Galvin stole a glance at the student. He had the same lost look he’d had that afternoon at Kingsbridge Station when Galvin had come across him, pushing his bicycle.

‘Are you going to St Paul’s?’

‘I am.’

‘Where are you from, garsoon?’ Galvin’s father was standing nearby and heard them talking. He’d only been to Dublin twice: to see Kerry play Armagh in a football final and when his uncle, a priest of the Los Angeles diocese, was dying in the Mater Hospital.

‘I’m from outside Abbeyfeale, sir.’

‘Don’t mind your “sir”, young lad. Good, honest people in Abbeyfeale. I sold calves there once. Come on with us and throw your bike in the back of the hackney car.’
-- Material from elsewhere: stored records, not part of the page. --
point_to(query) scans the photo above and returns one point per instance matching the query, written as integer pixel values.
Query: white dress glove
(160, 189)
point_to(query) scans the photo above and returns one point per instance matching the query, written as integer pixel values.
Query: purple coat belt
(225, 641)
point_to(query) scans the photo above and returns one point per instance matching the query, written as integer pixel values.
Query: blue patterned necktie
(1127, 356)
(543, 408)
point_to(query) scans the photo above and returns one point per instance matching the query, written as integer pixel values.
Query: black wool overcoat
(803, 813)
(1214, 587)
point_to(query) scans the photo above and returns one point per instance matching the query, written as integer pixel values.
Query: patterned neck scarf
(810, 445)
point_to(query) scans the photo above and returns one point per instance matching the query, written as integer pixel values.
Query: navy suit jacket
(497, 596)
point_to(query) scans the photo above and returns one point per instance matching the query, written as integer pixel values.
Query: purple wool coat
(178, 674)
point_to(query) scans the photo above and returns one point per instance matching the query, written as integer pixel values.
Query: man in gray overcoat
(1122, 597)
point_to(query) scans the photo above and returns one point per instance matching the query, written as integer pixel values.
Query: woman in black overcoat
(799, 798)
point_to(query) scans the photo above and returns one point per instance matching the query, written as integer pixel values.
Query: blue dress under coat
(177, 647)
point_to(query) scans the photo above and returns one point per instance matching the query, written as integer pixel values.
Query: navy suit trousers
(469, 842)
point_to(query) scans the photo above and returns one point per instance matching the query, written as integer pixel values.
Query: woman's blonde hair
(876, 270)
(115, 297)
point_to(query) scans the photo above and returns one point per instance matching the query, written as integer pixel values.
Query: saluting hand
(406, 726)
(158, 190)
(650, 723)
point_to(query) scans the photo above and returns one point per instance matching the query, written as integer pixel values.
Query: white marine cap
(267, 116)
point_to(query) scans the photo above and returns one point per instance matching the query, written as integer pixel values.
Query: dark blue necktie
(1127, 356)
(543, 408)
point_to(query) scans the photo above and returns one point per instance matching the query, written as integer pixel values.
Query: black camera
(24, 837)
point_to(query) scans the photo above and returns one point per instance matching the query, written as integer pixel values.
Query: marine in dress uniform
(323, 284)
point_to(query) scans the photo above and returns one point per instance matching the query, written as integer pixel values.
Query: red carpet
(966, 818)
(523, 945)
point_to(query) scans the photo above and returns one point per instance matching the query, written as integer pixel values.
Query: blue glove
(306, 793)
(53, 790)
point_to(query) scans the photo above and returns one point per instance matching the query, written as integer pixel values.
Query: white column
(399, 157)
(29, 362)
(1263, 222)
After supper they joined the Shiny Buttons in their common room. It was loud and claustrophobic: blue smoke formed a haze around the hanging lampshades. The senior students knew all about plays in the Gaiety and the best films showing that summer in the Dublin picture houses. They recounted the jobs they had got picking strawberries in England’s West Country and working in factories around Manchester. A surge of anxiety rose within Galvin: his mouth was dry and he felt trapped, like when he had been a child and the Wren Boys had burst into the house one St Stephen’s Day playing melodeons and flutes, and he had hidden under the kitchen table.

One of the Shiny Buttons was doing the rounds of the tables: he was tall and loud and had a cigarette dangling from his lips. ‘I’m John Mike Noonan,’ he said. ‘Don’t mind the gobshites that run this place. Just do your own thing. Very soon we’ll have a half day every week, and newspapers, and they’re also promising a television set. Any of you lads play rugby in school?’ Before they could answer, he announced, ‘I played second row on the Senior Cup team that beat ’rock a few years back. Back door at three tomorrow. See if one or two of you might make the team this year.’ He moved on to another table.

Mac leaned towards Galvin. ‘Your man, Noonan,’ he whispered, ‘thinks he’s God’s gift to the world. The father came up from Limerick, arse out through his trousers, made his money out of a couple of cash-and-carry places and one or two pubs. Loaded. Big house in Greystones and now racehorses. This place is top heavy with bullshitters like Noonan.’

The din of conversation in the smoke-filled air was getting too much for Galvin, but he kept smiling and picking up fragments of conversations, as if from a badly tuned wireless.

‘A television?’

‘Yeah, but only to watch the opening of the Council.’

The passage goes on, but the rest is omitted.